Ciò apparve chiaro quando ci si accorse che la
promessa di «collaborare» non poteva essere mantenuta esclusivamente in funzione
del premio di produzione, sia perché «non incentivante,
divenuto un fatto normale nell’odierna società, oramai sentito come un diritto»,
sia perché «l’interesse economico non è molla di altri interessi»
[11]
. Allo scopo di ricercare e far scattare questa «molla», «noi il discorso
della CM l’abbiamo fatto un po’ su tutti i fronti, e questo ha fatto confusione.
Infatti non abbiamo chiarito se noi volevamo fare questa CM su contenuti tecnici
(come in effetti l’accordo dice, stabilendo che ci saremmo consultati su problemi
attinenti agli incrementi di produttività); o se invece la volevamo fare in
materia di rapporti umani, di regole di convivenza all’interno dell’azienda (come
pure è scritto nell’accordo, e come di fatto spesso è avvenuto), cioè di
accettabilità umana della logica del lavoro in comune (...). In questa mancanza di
chiarezza intorno agli oggetti della
¶{p. 58} partecipazione può
avvenire di tutto»
[12]
. Può avvenire, come di fatto è avvenuto, che si tenti di controllare e
dirigere i fattori umani al fine di reintegrare la personalità dell’uomo nella sua
figura di lavoratore, in quanto lo richiede la necessità di accrescere l’efficienza
della produzione; che si pretenda di superare l’alienazione del lavoro entro i
limiti dell’alienazione del lavoro, promuovendo un processo motivazionale di
identificazione del lavoratore con la sua azienda, considerata
come un gruppo sociale e, tramite questo, con la società considerata come un tutto;
che si elaborino nuovi e più efficaci simboli per giustificare il potere spettante
all’imprenditore; che si cerchi di stimolare il «desiderio» dei lavoratori di
partecipare alla soluzione dei problemi produttivi, un desiderio di porsi al
servizio dell’organizzazione «nella speranza di influenzarne gli obiettivi per
conformarli più strettamente ai propri»
[13]
; che si tenda, insomma, a vincere «la dolente riluttanza dei dipendenti
a svolgere con impegno spontaneo le loro monotone mansioni», arricchendo il lavoro
«di qualcosa di più di un incentivo economico»
[14]
.
Note
[1] Intervento di Bassetti nella discussione svoltasi nel CA il 20 gennaio 1962.

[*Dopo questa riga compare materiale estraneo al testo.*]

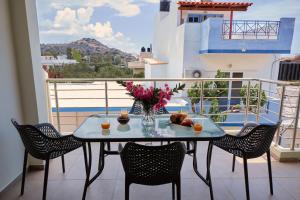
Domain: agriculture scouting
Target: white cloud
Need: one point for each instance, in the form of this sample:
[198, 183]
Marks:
[126, 8]
[64, 17]
[85, 14]
[103, 31]
[76, 24]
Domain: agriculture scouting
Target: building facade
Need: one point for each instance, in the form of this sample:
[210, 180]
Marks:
[197, 38]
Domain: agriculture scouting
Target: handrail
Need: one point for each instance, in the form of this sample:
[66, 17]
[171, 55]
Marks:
[66, 80]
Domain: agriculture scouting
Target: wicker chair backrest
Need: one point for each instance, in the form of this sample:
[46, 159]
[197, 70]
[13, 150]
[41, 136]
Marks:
[258, 141]
[152, 165]
[35, 141]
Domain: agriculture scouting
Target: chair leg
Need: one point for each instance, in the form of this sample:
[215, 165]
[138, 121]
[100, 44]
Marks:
[246, 178]
[24, 171]
[178, 190]
[127, 185]
[173, 191]
[270, 171]
[63, 163]
[108, 146]
[233, 163]
[46, 180]
[188, 147]
[85, 158]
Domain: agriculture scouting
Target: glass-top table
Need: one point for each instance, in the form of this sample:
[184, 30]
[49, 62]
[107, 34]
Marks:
[90, 131]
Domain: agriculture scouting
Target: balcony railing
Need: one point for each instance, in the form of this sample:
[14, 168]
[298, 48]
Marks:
[250, 29]
[72, 100]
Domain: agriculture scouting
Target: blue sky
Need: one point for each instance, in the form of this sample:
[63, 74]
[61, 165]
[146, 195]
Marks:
[129, 24]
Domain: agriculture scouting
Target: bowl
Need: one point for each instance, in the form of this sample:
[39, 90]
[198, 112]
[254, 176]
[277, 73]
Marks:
[123, 120]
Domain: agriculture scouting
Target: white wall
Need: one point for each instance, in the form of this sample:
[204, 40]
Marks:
[11, 147]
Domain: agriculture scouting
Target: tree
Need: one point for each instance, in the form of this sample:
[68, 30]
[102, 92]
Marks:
[194, 94]
[213, 90]
[253, 97]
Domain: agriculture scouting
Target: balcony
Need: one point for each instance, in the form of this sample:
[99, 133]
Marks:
[216, 35]
[110, 185]
[72, 100]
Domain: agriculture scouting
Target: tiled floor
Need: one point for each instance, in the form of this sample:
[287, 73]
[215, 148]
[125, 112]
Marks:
[110, 185]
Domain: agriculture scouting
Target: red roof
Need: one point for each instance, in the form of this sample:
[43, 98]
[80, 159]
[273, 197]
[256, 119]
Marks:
[221, 6]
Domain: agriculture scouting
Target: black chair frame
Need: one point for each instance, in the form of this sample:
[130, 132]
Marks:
[162, 163]
[252, 142]
[44, 142]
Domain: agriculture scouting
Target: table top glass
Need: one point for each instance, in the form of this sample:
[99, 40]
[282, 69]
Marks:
[90, 130]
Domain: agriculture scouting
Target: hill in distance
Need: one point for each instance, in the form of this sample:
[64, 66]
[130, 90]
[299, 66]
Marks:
[87, 46]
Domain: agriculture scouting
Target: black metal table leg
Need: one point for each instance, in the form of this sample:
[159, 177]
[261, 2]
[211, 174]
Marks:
[88, 181]
[208, 177]
[206, 180]
[88, 171]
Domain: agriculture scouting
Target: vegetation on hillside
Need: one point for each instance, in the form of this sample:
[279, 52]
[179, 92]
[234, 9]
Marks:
[95, 60]
[212, 90]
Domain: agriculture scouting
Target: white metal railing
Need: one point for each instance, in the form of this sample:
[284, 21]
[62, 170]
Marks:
[107, 96]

[2] Intervento di un membro della segreteria della CM nella discussione dell’11 febbraio 1963.
[3] Intervento di Bassetti nelle riunioni del CA del 20 dicembre 1960 e del 20 gennaio 1962.
[4] Intervento di Bassetti nella riunione sindacale precontrattuale del 6 settembre 1965.

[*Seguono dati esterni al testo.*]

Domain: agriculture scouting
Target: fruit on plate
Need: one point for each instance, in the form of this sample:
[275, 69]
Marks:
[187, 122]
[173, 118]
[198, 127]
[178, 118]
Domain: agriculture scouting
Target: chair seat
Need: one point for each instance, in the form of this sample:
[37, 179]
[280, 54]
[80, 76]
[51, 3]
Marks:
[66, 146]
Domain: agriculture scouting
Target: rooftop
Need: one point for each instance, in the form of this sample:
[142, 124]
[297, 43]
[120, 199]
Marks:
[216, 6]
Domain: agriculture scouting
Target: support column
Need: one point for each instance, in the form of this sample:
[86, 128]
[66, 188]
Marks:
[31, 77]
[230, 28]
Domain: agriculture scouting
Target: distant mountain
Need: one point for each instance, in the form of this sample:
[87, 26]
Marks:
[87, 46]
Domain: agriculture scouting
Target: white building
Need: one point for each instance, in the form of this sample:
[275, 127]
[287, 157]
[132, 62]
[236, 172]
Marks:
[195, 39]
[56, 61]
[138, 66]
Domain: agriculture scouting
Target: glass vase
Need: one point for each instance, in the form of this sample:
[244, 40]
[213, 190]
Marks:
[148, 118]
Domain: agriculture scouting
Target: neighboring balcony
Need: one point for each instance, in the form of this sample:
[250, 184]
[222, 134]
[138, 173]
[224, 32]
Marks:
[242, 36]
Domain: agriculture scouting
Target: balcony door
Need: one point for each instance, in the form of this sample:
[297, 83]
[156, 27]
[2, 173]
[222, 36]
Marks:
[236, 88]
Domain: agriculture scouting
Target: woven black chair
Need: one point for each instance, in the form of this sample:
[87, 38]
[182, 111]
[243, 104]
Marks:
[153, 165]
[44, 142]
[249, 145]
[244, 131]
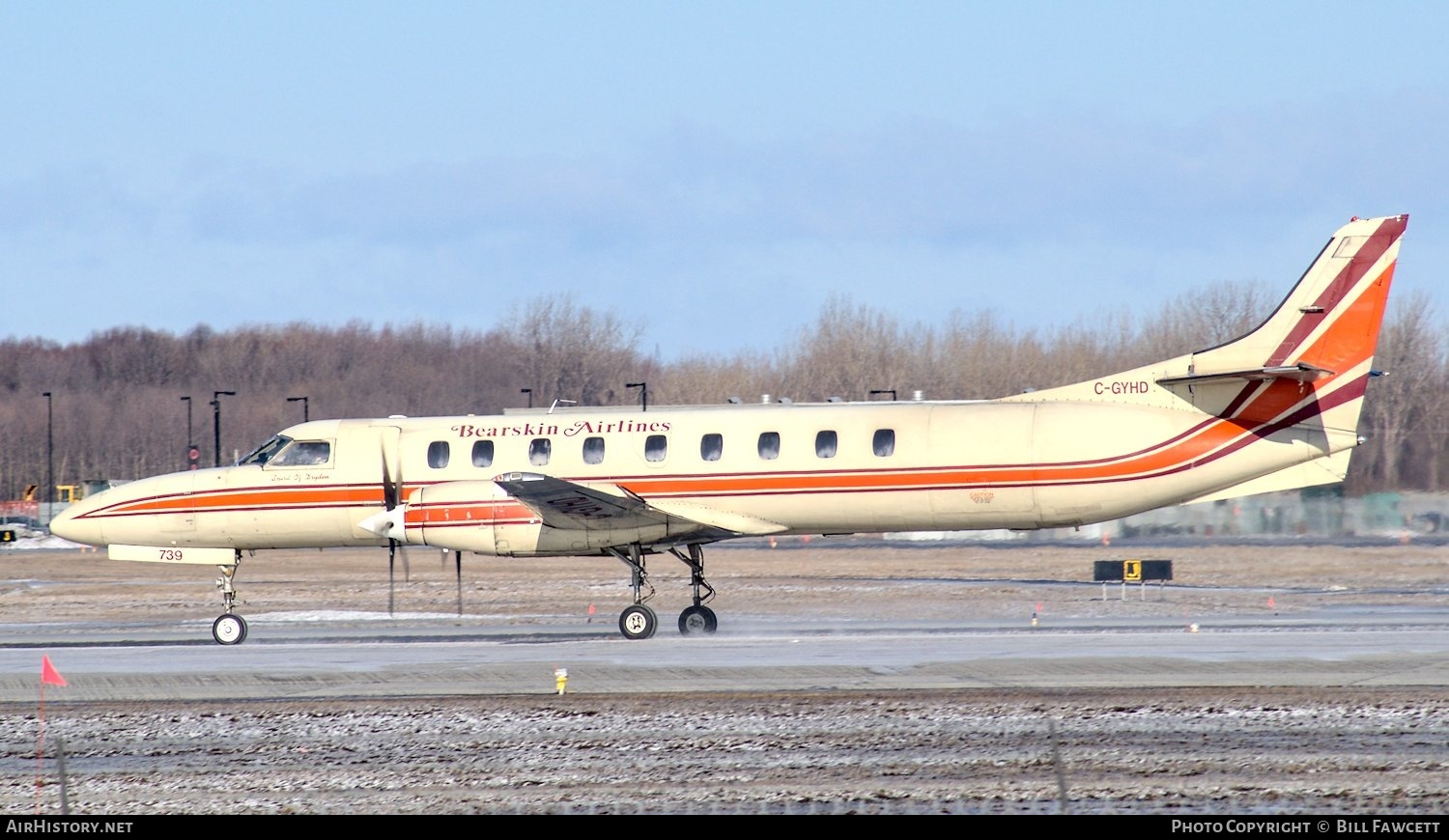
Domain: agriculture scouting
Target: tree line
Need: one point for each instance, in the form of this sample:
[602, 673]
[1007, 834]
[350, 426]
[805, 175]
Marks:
[128, 402]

[5] Intervento di Bassetti nella riunione del CA del 7 gennaio 1960.
[6] Intervento del rappresentante UILT nella riunione del CA del 20 gennaio 1962.
[7] Tannenbaum, Il sindacato: una nuova società, trad. it., Roma, 1961, p. 158. V. anche n. 2 della Parte II, nota 12.
[8] Seduta del 20 febbraio 1967 del SC dello stabilimento di V.
[9] Verbali delle riunioni del CA del 7 gennaio 1960 e 12 febbraio 1960.
[10] Verbale della riunione del CA del 12 febbraio 1960.
[11] Verbale della Tavola rotonda sindacale interna del 2 marzo 1962, cit.
[12] Intervento di Bassetti nella discussione sul tema La CM, svoltasi in seno al Comitato Direttori (= CD) del 10 dicembre 1962.
[13] A questa componente del sistema motivazionale corrente assegna un rilievo centrale (e, perciò stesso, esagerato) il Galbraith, Il nuovo Stato industriale, cit., pp. 113 ss., 230, 233.
[14] Mills, Colletti bianchi. La classe media americana, trad. it., Torino, 1966, pp. 310-313.